Second, the retention period should be short by default. Public agencies often defend retention by saying old data might become useful later. That is true of almost any data, which is exactly why retention needs a rule instead of an instinct. If a record is not tied to a specific investigation, hit, warrant, missing-person case, or documented public-safety need, it should not sit around as a movement archive waiting for a future reason.

Third, outside access should be opt-in, written, and visible. If a sheriff, federal agency, neighboring department, task force, campus police department, private security team, vendor employee, or state fusion center can access local reads, the public should be able to see that access list. Emergency access should be logged and reviewed after the fact. If the vendor can disclose data under broad emergency, fraud, security, or legal-process language, the public body should say how often that has happened.

Fourth, audits should have consequences. Audit logs that nobody reads are decoration. The public should know how often supervisors review searches, whether random audits are performed, whether improper searches trigger discipline, and whether any employee has ever lost access. If a system can track everyone else, the public has the right to ask who is tracking the users.

The Records Ledger BadPD Will Keep Watching

This package should stay on the watch list because the most important receipts come after the vote. One set of records should show the exit: cancellation letters, non-renewal notices, vendor communications, removal schedule, hardware pickup, data export, data deletion, and any final invoice. Another set should show continuity: whether law enforcement keeps access to old reads, whether exported data remains in local systems, whether open investigations retain snapshots, and whether outside agencies had access before the shutdown.

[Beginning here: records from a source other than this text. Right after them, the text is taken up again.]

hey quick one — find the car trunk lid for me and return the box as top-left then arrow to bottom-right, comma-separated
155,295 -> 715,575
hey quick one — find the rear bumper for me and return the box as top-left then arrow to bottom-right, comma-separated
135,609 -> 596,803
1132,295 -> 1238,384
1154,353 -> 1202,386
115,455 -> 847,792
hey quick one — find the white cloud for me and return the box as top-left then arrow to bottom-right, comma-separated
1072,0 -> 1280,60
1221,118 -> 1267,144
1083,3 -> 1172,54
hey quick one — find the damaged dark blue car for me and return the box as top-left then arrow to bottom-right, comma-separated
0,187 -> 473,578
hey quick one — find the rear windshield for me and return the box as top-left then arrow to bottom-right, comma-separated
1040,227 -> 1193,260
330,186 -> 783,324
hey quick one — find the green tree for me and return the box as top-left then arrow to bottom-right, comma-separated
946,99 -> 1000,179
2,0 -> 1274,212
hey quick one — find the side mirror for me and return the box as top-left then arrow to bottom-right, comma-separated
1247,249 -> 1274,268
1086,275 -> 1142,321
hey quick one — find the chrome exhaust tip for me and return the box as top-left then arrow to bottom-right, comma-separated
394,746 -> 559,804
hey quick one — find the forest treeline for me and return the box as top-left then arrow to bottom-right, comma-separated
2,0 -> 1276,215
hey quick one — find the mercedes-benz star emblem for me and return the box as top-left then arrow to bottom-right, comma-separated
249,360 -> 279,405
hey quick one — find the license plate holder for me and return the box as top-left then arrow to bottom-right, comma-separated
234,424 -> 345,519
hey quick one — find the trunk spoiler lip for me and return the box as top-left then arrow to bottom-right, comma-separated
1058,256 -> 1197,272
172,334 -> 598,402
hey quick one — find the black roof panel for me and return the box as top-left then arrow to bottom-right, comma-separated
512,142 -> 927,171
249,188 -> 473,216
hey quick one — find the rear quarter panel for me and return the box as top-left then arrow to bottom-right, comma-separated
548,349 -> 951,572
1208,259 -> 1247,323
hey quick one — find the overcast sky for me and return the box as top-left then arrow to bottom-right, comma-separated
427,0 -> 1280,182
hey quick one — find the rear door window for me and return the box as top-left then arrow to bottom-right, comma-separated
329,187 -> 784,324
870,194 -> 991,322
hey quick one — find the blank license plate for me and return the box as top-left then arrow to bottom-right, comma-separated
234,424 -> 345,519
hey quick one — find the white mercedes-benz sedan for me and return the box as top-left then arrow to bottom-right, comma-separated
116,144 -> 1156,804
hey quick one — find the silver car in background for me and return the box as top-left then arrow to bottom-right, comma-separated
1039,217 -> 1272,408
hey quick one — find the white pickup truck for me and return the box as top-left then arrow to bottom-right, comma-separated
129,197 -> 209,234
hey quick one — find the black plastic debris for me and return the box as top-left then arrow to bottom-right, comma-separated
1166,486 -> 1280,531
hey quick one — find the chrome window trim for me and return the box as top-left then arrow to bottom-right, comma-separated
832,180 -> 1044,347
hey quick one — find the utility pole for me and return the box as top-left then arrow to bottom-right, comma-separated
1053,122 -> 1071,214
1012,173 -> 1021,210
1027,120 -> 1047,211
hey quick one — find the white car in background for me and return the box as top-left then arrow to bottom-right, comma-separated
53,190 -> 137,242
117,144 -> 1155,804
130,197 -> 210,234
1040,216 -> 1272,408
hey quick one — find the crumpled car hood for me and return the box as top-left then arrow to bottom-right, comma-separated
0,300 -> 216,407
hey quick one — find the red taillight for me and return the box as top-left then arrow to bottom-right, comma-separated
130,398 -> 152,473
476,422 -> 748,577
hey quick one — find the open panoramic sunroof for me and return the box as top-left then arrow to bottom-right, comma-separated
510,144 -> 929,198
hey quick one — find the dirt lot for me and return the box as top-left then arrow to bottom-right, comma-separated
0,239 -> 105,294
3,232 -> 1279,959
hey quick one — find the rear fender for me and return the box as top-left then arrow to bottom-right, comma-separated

A third set should show replacement planning. If Cayuga Heights, Ithaca, or Tompkins County pursues a different platform, residents should see the request for proposals, bids, vendor scoring, legal review, privacy review, cybersecurity review, fiscal note, insurance requirements, data ownership language, breach-notification language, and public hearing schedule. If officials say the next tool is different, the contract should prove it.

A fourth set should show public-safety results. Track stolen-vehicle recoveries, violent-crime case support, missing-person searches, false hits, stop outcomes, dismissals, and complaints for the period before and after the cameras leave. That is the only honest way to test the competing claims. If the cameras were essential, the data should show a measurable gap. If the cameras were over-sold, the data may show that local police can still do the job with narrower tools and better community trust.

BadPD will also keep this tied to the broader New York ALPR lane. The Westchester lawsuit raised one version of the question: how much vehicle-location data can a county collect and share before the public has a constitutional and statutory problem? The Ithaca-area rollback raises another version: when residents and local lawmakers see the risks early enough, can they unwind the system before it becomes permanent infrastructure?

BadPD Bottom Line

The Ithaca-area Flock rollback is publishable because it is source-backed, local, current, and accountability-relevant. Cayuga Heights’ own board packet says the village is declining renewal and explains why. Ithaca and Tompkins County had already moved away from Flock earlier in 2026. The public-safety arguments remain part of the story, but so do the civil-liberties and public-records failures that led multiple local governments to step back.

BadPD’s position is simple: if police technology scans public movement, the public gets to see the contract, the data rules, the sharing rules, the audit rules, the abuse penalties, the renewal vote, and the before-and-after results. Public safety cannot be a black box. Neither can civil liberties. Put the receipts on the table.